JAKARTA, Pena Katolik-Menteri Agama (Menag) Yaqut Cholil Qoumas menyampaikan akan ada perubahan dalam aturan pendirian rumah ibadah. Dalam perubahan ini, perizinan pendirian rumah ibadah cukup ditujukan kepada Kementerian Agama dan tidak perlu lagi ke Forum Kerukunan Umat Beragama (FKUB).
“Ada dua rekomendasi (dalam aturan lama) yang harus dipenuhi, tentu ini mempersulit bagi Bapak-Ibu sekalian ya, terutama ketika di situ ada muslim yang banyak dan mayoritas,” kata Yaqut dalam Dialog Kebangsaan dan Rapat Kerja Nasional Gerakan Kristiani Indonesia Raya (Gekira) di Hotel Bidakara, Jakarta Selatan, Sabtu 3 Agustus 2024.
Perubahan aturan ini menurut Yaqut, telah disepakati bersama Menko Polhukam Hadi Tjahjanto. Dalam aturan yang lama, perizinan pendirian rumah ibadah memerlukan rekomendasi dari Kemenag dan FKUB. Namun, kata Yaqut, dalam aturan terbaru, rekomendasi dari FKUB akan dihapuskan.
“Untuk menunjukkan kehadirannya, pemerintab memutuskan bahwa rekomendasi pendirian rumah ibadah cukup dengan Kementerian Agama saja, FKUB dicoret,” sambungnya.
Yaqut menilai hambatan pendirian rumah ibadah ada pada rekomendasi FKUB. Karena itu, kata dia, saat ini rekomendasi hanya ditujukan kepada Kemenag.
Yaqut menyatakan, pendirian rumah ibadah harus dipermudah.
“Kemarin Pak Menko Polhukam sudah bersepakat dengan kami dan Pak Mendagri untuk ini dijadikan perpres.
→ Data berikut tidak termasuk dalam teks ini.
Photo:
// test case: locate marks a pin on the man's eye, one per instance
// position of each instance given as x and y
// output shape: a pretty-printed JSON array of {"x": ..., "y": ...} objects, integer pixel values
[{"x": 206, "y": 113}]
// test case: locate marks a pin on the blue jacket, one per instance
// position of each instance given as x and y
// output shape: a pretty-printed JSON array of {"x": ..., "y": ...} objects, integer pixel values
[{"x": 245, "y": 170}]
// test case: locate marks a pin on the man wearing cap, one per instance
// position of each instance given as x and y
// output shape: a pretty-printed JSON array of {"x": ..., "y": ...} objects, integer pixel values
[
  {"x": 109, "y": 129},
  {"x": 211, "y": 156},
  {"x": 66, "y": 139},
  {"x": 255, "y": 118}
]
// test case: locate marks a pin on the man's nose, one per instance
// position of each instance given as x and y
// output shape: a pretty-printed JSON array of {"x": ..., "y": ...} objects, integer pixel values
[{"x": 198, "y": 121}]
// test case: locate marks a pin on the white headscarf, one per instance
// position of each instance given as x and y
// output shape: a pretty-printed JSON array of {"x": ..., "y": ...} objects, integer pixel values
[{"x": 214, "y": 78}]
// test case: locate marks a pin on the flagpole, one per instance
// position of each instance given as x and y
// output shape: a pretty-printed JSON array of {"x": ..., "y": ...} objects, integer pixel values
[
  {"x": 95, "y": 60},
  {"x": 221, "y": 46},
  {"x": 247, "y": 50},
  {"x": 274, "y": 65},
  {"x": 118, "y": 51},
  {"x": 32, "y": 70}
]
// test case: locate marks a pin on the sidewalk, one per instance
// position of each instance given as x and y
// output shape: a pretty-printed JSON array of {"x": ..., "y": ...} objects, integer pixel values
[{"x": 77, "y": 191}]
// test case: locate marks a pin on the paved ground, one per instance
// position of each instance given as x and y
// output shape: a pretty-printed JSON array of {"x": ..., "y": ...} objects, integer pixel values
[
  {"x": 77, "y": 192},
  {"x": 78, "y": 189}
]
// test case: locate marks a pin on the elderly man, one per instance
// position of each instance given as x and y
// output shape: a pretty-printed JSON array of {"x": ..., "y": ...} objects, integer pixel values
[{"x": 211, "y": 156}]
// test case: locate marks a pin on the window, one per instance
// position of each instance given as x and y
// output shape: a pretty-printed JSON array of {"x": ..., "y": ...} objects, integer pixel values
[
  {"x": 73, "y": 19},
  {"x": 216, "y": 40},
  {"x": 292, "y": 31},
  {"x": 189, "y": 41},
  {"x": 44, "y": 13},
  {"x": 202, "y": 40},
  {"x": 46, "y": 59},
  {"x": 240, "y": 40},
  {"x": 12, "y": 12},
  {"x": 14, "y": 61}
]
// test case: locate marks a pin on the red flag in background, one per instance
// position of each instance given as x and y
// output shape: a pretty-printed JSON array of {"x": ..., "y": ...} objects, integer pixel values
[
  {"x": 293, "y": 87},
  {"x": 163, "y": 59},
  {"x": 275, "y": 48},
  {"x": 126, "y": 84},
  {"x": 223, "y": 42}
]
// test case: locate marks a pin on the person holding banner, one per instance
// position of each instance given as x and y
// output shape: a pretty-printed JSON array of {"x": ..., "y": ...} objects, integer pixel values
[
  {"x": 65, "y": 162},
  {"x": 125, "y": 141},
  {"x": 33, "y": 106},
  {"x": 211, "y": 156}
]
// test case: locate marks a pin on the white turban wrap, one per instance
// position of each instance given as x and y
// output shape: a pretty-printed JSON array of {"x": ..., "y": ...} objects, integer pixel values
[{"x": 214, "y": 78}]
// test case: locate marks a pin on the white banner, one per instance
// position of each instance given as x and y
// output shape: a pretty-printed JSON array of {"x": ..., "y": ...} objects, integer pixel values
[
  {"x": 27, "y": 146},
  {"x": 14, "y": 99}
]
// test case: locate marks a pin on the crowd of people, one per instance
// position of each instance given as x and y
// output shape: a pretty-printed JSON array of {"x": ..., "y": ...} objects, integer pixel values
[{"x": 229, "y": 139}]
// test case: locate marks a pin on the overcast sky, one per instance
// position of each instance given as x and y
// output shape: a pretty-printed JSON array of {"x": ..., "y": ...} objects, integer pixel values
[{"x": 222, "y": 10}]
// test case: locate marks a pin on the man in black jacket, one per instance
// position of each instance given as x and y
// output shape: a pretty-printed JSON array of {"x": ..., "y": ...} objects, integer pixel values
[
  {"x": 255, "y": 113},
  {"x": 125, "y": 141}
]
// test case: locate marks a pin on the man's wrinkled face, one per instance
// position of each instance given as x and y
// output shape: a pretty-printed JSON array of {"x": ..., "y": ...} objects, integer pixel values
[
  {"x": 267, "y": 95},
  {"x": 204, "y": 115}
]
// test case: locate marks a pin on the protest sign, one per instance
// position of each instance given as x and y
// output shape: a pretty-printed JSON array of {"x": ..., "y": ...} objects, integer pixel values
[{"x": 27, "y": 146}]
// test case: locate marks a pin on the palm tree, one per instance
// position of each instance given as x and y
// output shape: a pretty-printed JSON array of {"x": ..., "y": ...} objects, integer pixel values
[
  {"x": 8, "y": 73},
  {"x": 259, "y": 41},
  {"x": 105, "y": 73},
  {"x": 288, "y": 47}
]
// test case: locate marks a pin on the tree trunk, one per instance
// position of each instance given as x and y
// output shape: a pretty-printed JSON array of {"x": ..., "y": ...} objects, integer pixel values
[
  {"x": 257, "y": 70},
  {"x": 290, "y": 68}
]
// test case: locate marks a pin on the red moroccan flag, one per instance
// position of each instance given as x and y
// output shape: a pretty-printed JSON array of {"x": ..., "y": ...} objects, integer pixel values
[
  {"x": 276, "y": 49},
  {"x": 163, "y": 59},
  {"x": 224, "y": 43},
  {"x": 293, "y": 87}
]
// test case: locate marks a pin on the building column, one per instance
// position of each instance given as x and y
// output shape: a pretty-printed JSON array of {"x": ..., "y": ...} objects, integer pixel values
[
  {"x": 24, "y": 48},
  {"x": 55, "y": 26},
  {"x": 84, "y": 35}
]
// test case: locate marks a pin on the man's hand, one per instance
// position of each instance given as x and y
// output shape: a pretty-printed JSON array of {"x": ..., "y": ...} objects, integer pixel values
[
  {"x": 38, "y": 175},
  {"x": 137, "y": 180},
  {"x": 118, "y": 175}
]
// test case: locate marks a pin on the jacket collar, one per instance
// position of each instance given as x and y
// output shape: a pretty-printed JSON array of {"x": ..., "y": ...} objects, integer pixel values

Jadi sebentar lagi, mudah-mudahan pendirian rumah ibadah ini tidak akan sulit lagi,” jelasnya.
Terkait hal ini, Romo Agustinus Heri Wibowo (Sekretaris Eksekutif Komisi Hubungan Antaragama dan Kepercayaan KWI) mengingatkan agar keputusan ini memperkuat kebebasan bukan malah membayasi. Untuk itu, ia mengingatkan pasal-pasal terkait syarat pendirian rumah ibadah sehingga memastikan kebebasan beragama dan beribadah.
“Mestinya, semakin menguatkan kebebasan beragama dan beribadah, termasuk tempat ibadah yang menjadi bagiannya,” kata Romo Heri, 4 Juli 2024.
Romo Heri mengingatkan, kemungkinan pasal-pasal dalam peraturan tersebut dapat menjadi hambatan dalam kebebasan beragama dan beribadah.
“Jangan sampai pasal-pasal tersebut justru menjadi jalan untuk membatasi kebebasan beragama dan beribadah, termasuk kebutuhan tempat ibadah di dalamnya,” tegasnya.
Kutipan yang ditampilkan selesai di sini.